After high school, I moved to Los Angeles for school.  I didn't know a soul.  There was a video store down the street from my apartment that had an adult video section.  It was the first time I ever rented a gay porn and the reason it holds a significant memory for me is that when I checked it out at the front desk, I remember being VERY nervous.  The clerk - a kid my age - saw the title and laughed at me.  Today I would have gotten the little shit fired but back then, I wanted to crawl into a garbage can and die.  

By far this is not the end of the discrimination I faced.  When I was with my first boyfriend and was out of the closet, we took a trip to Florida for a week.  When we went to check in at one of the hotels, the clerk asked if we wanted one queen or two singles.  I told him one queen and he replied, "Perhaps you didn't hear me.  Did you want one queen or two singles?"  Stronger than my 18 year old self, I replied, "Perhaps you didn't hear ME.  I said one queen."  With a look of disgust, we were checked in.

Later, my partner and I joined a fancy fitness club in Pleasanton.  When we signed up, I was clear with the lady we worked with that we were gay and asked if that would present a problem.  She said, "Oh not at all!  Many of our members are gay."  Along with the membership came a free hour with a fitness instructor.  Several days later, I came in for my appointment.  The man who led me around the club and showed me how to use the various equipment took every opportunity to point out women and how hot they were.  A typical comment would be him pointing at some woman's ass and say, take a look at that!  For about 30 minutes, I tolerated it with a smile and a nod but then I finally told him, "hey, just so you know, I'm gay so I'm not getting the same enjoyment out of it that you are."  He raised his voice and said, "Man, why do you guys have to throw it in our faces like that.  Why can't you just keep it to yourself!"  The irony was completely lost on him that he'd been throwing his heterosexuality in my face for 30 minutes.  We ended our session early.

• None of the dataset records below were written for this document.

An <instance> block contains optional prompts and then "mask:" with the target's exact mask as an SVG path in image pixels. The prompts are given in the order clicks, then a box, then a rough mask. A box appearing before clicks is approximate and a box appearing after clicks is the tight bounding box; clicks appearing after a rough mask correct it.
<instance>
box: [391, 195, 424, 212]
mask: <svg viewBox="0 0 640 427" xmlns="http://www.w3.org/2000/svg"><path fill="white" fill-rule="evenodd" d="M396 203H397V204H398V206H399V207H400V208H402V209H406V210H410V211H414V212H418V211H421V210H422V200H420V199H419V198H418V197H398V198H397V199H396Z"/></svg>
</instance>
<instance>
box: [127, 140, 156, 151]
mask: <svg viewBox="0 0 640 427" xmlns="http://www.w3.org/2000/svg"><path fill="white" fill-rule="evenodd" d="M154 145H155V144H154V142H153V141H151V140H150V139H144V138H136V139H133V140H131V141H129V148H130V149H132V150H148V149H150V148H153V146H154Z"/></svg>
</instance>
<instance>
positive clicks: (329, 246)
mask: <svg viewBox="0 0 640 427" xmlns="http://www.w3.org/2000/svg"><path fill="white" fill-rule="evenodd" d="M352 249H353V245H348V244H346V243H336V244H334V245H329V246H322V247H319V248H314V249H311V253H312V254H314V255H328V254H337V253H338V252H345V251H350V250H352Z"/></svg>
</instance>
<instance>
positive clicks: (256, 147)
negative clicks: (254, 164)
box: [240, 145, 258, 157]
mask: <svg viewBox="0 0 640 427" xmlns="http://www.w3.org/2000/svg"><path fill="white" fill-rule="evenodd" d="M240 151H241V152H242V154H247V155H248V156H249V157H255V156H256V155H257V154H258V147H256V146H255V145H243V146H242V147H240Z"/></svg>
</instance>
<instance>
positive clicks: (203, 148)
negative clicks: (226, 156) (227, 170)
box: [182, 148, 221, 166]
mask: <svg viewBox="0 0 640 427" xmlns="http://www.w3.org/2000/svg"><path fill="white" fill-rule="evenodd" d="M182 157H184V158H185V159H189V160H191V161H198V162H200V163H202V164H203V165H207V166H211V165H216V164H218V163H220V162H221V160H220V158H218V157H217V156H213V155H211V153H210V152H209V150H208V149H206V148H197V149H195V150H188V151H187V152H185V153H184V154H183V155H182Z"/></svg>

Sometimes, it can be downright dangerous.  Several years after the club incident, my partner and I  were walking down Castro Street in San Francisco holding hands and a man threw a bottle at us from his truck and yelled, "Faggots!"  It scared the hell out of me because the Castro was always a place I've felt safest.  Imagine taking a stroll along a street in your town and being afraid to hold the hand of the person you love.  Either because you're afraid of violence or because you don't want to deal with the finger pointing from across the street and parents sweeping their little kids up and walking away.  These reactions are legitimized by the fact that our relationships carry no legal weight.

Conclusion
In the end, I'm not looking for sympathy.  I'm looking for your votes.  Because gays alone cannot vote ourselves the protections under the law that we should have.  It takes the majority to do that.  If you're a republican, I'm not asking you to switch parties.  I'm asking you to tell those in office and running for office that you will not tolerate their religious pandering by denying gays equal rights.  And if they still won't listen, then I'm asking you to vote for the person who supports these rights.  Eventually republicans will get the message that this is not an issue they should be involved with.  Believe me, you aren't forcing these people to go against their own beliefs.  They're politicians.  They don't have beliefs.  They have polls.  If you made it here, thank you for taking the time out of your day to read this.